The Beginner’s Goodbye
By Anne Tyler
(Knopf, Doubleday, $24.95, 208 pages)
Who is this author?
These days, when authors are routinely called upon to be showmen as well as writers, Anne Tyler is something of an anomaly. She won’t do face-to-face interviews or read from her work in public or go on book-promotion tours. She prefers to let her books speak for themselves, and they certainly do. She has now written 19 novels, one of which, her 11th, “Breathing Lessons,” won a Pultizer Prize for fiction in 1988. Her titles also include “Dinner at the Homesick Restaurant,” “The Accidental Tourist” and “The Amateur Marriage.” Born in Minneapolis but reared in Raleigh, she now lives in Baltimore.
What is this book about?
Love and grief are inexhaustibly attractive subjects for novelists, and Tyler is no exception. In this one, she gives us Aaron, a vanity-press publisher of “Beginners” books – similar to the “Dummies” series, but by self-published writers. He is a youngish widower whose doctor wife has been killed in a freakish accident. Aaron has long had a crippled arm and leg, and following Dorothy’s death, he moves in with his overbearing sister. Perhaps that is why Dorothy suddenly reappears in his life, from time to time. Or at least, Aaron thinks she does. After all, he is new at this widower thing. He could use a beginner’s book on grieving. With Dorothy’s help from beyond, or perhaps his own strength from within, he begins to learn how to let go.
Why you’ll like it:
Tyler does the funny-but-sad thing very well. She can inject gentle humor into the saddest of situations, which helps to illuminate the considerable ironies to be found in the human comedy. Aaron and Dorothy are both engaging characters, and through them, Tyler teaches us again in her sure-handed way that love does not have to be perfect to be wonderful and life’s tribulations can be handled one small step at a time.
What others are saying:
Amazon Best Books of the Month review says: “The strangest thing about my wife’s return from the dead was how other people reacted.” So begins Anne Tyler’s new novel, which documents the days of Aaron Woolcott after the unexpected loss of his wife, Dorothy. And as arresting as the first sentence is, it’s also a bit worrying. So many clichés could follow. Will Aaron resolve his grief through poetic moonlit walks with the apparition of his lost wife? Thankfully, this is Anne Tyler. And the ghost of Dorothy, like all Tyler’s characters, has a kind of rich, eccentric depth that sits opposite to the expected. Aaron’s recovery after his wife’s death conveys all the subtle hallmarks of Tyler’s style, where a flawed man must learn how to do a very difficult thing–say a final goodbye.”

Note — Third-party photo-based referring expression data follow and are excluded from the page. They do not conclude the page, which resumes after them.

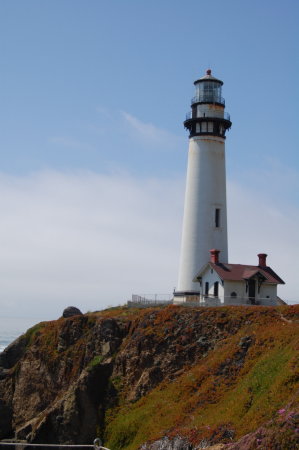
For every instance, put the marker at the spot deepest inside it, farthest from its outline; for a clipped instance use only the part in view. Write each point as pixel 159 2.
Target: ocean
pixel 11 328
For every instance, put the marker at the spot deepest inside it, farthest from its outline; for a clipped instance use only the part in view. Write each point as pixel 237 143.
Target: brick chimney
pixel 262 259
pixel 214 258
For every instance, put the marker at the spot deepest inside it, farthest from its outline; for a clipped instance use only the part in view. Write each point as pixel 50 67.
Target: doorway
pixel 251 291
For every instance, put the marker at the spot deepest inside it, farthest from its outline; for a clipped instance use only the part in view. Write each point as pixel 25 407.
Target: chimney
pixel 214 256
pixel 262 259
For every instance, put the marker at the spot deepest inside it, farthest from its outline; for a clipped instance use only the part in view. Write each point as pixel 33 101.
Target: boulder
pixel 71 311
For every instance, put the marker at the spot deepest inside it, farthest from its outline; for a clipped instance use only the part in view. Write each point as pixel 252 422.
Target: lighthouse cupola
pixel 207 115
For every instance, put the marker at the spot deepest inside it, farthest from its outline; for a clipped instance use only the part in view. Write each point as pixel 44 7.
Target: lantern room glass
pixel 209 91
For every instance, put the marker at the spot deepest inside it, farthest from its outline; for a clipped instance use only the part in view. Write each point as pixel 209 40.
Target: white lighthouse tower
pixel 204 223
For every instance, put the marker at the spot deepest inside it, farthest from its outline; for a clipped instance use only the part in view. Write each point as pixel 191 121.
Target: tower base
pixel 186 297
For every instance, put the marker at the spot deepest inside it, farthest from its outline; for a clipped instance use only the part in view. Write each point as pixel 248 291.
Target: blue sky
pixel 94 93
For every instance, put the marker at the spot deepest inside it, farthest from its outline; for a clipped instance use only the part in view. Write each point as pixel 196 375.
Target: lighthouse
pixel 205 218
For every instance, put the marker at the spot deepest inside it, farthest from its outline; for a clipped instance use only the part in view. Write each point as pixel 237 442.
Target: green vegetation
pixel 215 394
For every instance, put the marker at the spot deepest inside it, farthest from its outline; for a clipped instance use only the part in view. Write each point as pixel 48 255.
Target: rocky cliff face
pixel 158 378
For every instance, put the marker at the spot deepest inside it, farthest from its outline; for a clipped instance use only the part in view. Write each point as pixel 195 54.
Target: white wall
pixel 205 191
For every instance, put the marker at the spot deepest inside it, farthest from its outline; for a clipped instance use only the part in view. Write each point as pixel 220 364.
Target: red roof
pixel 239 272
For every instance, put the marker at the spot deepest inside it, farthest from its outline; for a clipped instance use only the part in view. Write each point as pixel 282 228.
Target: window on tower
pixel 216 285
pixel 217 217
pixel 206 288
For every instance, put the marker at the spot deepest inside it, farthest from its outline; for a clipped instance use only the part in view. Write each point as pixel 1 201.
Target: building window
pixel 217 217
pixel 216 285
pixel 206 288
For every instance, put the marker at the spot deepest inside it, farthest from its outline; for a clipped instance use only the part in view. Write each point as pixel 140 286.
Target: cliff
pixel 169 378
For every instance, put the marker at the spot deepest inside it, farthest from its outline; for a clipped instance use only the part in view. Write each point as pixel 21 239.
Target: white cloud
pixel 69 142
pixel 85 239
pixel 92 240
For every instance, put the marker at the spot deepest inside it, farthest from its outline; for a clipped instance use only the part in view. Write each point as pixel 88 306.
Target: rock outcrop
pixel 169 378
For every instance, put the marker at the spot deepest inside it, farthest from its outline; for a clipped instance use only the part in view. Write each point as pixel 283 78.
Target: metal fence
pixel 148 300
pixel 97 445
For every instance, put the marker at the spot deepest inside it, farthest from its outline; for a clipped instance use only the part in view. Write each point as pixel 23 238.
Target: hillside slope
pixel 158 378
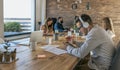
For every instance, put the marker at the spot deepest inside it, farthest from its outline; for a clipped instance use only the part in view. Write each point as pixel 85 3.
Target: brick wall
pixel 99 9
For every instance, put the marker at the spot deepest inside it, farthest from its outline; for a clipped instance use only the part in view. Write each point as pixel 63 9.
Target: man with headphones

“Over five decades of exuberant shape-shifting across the fictional landscape, Anne Tyler has cut the steady swath of a literary stalwart, writing novel after novel whose most memorable characters inhabit a cosmos all their own . . . What makes each story distinctive is the particular way its characters rebel against hereditary confines, cope with fateful crises, or forge relationships with new acquaintances who rock their world . . . Once again, Tyler exhibits her genius for the incisive, savory portrayal of marriage,” says novelist Julia Glass in the New York Times Book Review.
“An absolute charmer of a novel about grief, healing, and the transcendent power of love . . . With sparkling prose and undeniable charm, Tyler gets at the beating heart of what it means to lose someone, to say goodbye, and to realize how we are all, perhaps, always ultimate beginners in the complex business of life . . . A dazzling meditation on marriage, community, and redemption,” says the Boston Globe.
Says Publishers Weekly: “…Tyler’s gentle style focuses on the details of daily life, and how the little things, both beautiful and ugly, contribute to the bigger picture. Tyler … portrays complex, difficult, loving individuals struggling to co-exist and find happiness together. This is no gothic ghost story nor chronicle of a man unraveling in his grief, but rather an uplifting tale of love and forgiveness. By the end of this wonderful book, you’ve lived the lives and loves of these characters in the best possible way.”
When is it available?
You can say hello to “The Beginner’s Goodbye” at the Downtown Hartford Public Library or the Albany, Camp field or Mark Twain branches.